On Aug. 15, 2012, someone with high levels of network access at Saudi Aramco, one of the world’s largest oil companies, unleashed a virus that wiped data from more than 30,000 computers. The release of Shamoon is considered one of the most destructive cyberattacks on a private business to date.
Thought by U.S. intelligence to originate in Iran, Shamoon erased hard drives, leaving an image of a burning American flag.
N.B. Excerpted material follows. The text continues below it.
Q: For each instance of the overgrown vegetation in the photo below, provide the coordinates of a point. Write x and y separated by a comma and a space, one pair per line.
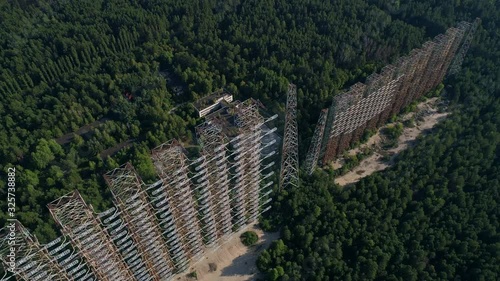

Files destroyed by Shamoon were overwritten with corrupt files to prevent recovery. It’s estimated Shamoon erased files on 75% of Aramco machines, forcing the company to shut down its internal network along with email and internet access to prevent further spread. The attack was purported to have taken place in retaliation against the Saudi Arabian royal family for its actions in various countries around the world. On Aug. 29, the hackers—who called themselves the “Cutting Sword of Justice”—published a list of Aramco usernames and passwords, including those of CEO Khalid Al-Falih, proving they still had access to the internal Aramco network, though the company was able to regain control by the month’s end. (Oil production was unaffected throughout the Shamoon attack as it was controlled by isolated network servers.)
But that wasn’t the last the world heard of Shamoon. After lying dormant for a few years, Shamoon attacks were reported in 2016 and 2017, and in December 2018, a variant of the virus attacked Saipem, an Italian oil services company. Aramco is one of Saipem’s biggest clients.